The idea for the song began in November 1996 when two Derby County supporters Mark Tewson and Martyn Miller heard an old Australian rules football song entitled "Up There Cazaly" when Gary Sadler recommended it which was composed by Mike Brady, in 1979, for the Seven Network's telecasts of the VFL. Within days of first hearing the Australian song, the two Derby fans had rewritten the lyrics of the song. A friend and musician Stephen Halsten-Reid re-vamped the musical composition.

The local BBC radio station, Radio Derby aired the song on the Pam Steele Show. The Derby County Head of Media Jim Fearn told Miller and Tewson that he thought they had something here that could work, however, a more professional version of the composition would be needed if this was going to be an anthem of the future. The actor Robert Lindsay (a Derby County fan) agreed to assist. Others involved in the new recording were Lionel Pickering and Jim Smith (who were Derby's owner and manager respectively) and many of the squad's players at the time, including team captain, Robin van der Laan, Ron Willems, and Rob Kozluk. The eventual recording was performed under the name "Robert Lindsay and the Pride Park Posse".

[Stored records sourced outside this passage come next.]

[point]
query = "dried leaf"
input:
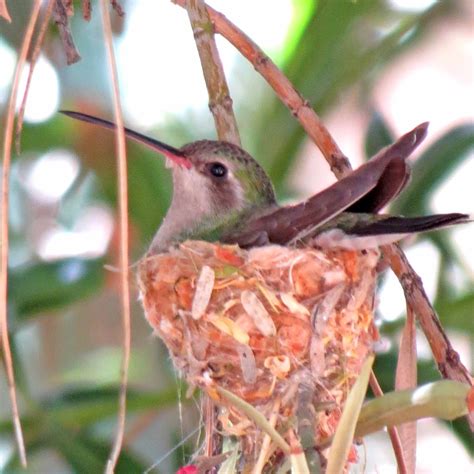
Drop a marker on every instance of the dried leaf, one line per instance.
(278, 365)
(255, 309)
(293, 304)
(247, 363)
(231, 328)
(202, 296)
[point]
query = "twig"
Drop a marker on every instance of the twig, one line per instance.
(117, 7)
(62, 20)
(33, 61)
(447, 359)
(220, 102)
(297, 104)
(392, 430)
(7, 148)
(4, 11)
(406, 378)
(123, 222)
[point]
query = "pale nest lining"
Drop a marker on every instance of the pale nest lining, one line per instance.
(270, 324)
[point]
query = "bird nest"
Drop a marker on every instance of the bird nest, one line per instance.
(284, 329)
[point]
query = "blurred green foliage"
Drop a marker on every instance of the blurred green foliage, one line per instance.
(332, 47)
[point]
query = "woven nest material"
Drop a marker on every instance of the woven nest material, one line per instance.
(285, 329)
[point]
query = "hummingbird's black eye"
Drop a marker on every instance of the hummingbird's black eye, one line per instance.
(218, 170)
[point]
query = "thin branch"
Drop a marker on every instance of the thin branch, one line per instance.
(123, 221)
(62, 20)
(406, 378)
(284, 89)
(220, 102)
(34, 59)
(392, 430)
(447, 359)
(7, 148)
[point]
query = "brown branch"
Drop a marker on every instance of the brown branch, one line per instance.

A near capacity crowd greeted the home team as they walked out onto the field on Boxing Day 1997 to play Newcastle United. They were also greeted by the thundering noise of "Steve Bloomer's Watchin'" over the loud-speaker system. From then until the end of the season, the song was played before the home games and also at full-time, unless Derby lost. In the years since its first pre-game playing, the song has grown in popularity among the Derby fans. It is still played at home games and can now be often heard being sung at away games by the fans themselves.

In 2007, "Steve Bloomer's Watchin'" celebrated its 10th anniversary as the club's official song. The song has helped bring Steve Bloomer back into the consciousness of modern Derby fans. The player had unparalleled scoring achievements, for both Derby and England (28 goals in 23 games). He was considered the game's first true superstar and there is a bronze statue of him next to the home dug-out at Pride Park Stadium.